Two MultiCluster models

There are two different ways to share resources between clusters using MultiCluster. These models can be combined, for example, Cluster1 forwards jobs to Cluster2 using the job forwarding model, and Cluster2 borrows resources from Cluster3 using the resource leasing model.

Job forwarding model

In this model, the cluster that is starving for resources sends jobs over to the cluster that has resources to spare. To work together, two clusters must set up compatible send-jobs and receive-jobs queues.

With this model, scheduling of MultiCluster jobs is a process with two scheduling phases: the submission cluster selects a suitable remote receive-jobs queue, and forwards the job to it; then the execution cluster selects a suitable host and dispatches the job to it. This method automatically favors local hosts; a MultiCluster send-jobs queue always attempts to find a suitable local host before considering a receive-jobs queue in another cluster.

Resource leasing model

In this model, the cluster that is starving for resources takes resources away from the cluster that has resources to spare. To work together, the provider cluster must “export” resources to the consumer, and the consumer cluster must configure a queue to use those resources.

In this model, each cluster schedules work on a single system image, which includes both borrowed hosts and local hosts.

Choosing a model

Consider your own goals and priorities when choosing the best resource-sharing model for your site.

  • The job forwarding model can make resources available to jobs from multiple clusters, this flexibility allows maximum throughput when each cluster’s resource usage fluctuates. The resource leasing model can allow one cluster exclusive control of a dedicated resource, this can be more efficient when there is a steady amount of work.

  • The lease model is the most transparent to users and supports the same scheduling features as a single cluster.

  • The job forwarding model has a single point of administration, while the lease model shares administration between provider and consumer clusters.

Resizable jobs

Resizable jobs across MultiCluster clusters is not supported. This implies following behaviors:

  • For the forwarding model, once job is forwarded to remote cluster, job is not autoresizable.

  • For the lease model, the initial allocation for the job may contain lease hosts. But once the job allocation includes a leased host, LSF does not generate a pending allocation request. LSF does not allocate any leased hosts to pending allocation requests.

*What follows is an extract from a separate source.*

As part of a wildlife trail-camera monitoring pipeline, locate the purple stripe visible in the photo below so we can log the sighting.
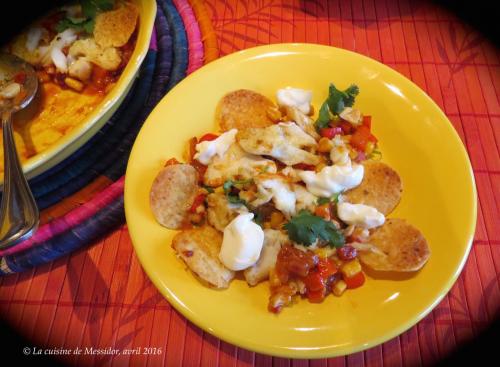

  • You cannot run bresize commands to grow or shrink allocations from submission clusters in either lease model or job forwarding model

Only bresize release is supported in the job forwarding model from execution cluster:

  • The submission cluster does log all events related to bresize release in submission cluster lsb.events file

  • The submission cluster logs JOB_RESIZE events into lsb.acct file after the allocation is changed.

  • Users should be able to view allocation changes from submission cluster through bjobs, bhist and bacct, busers, bqueues etc.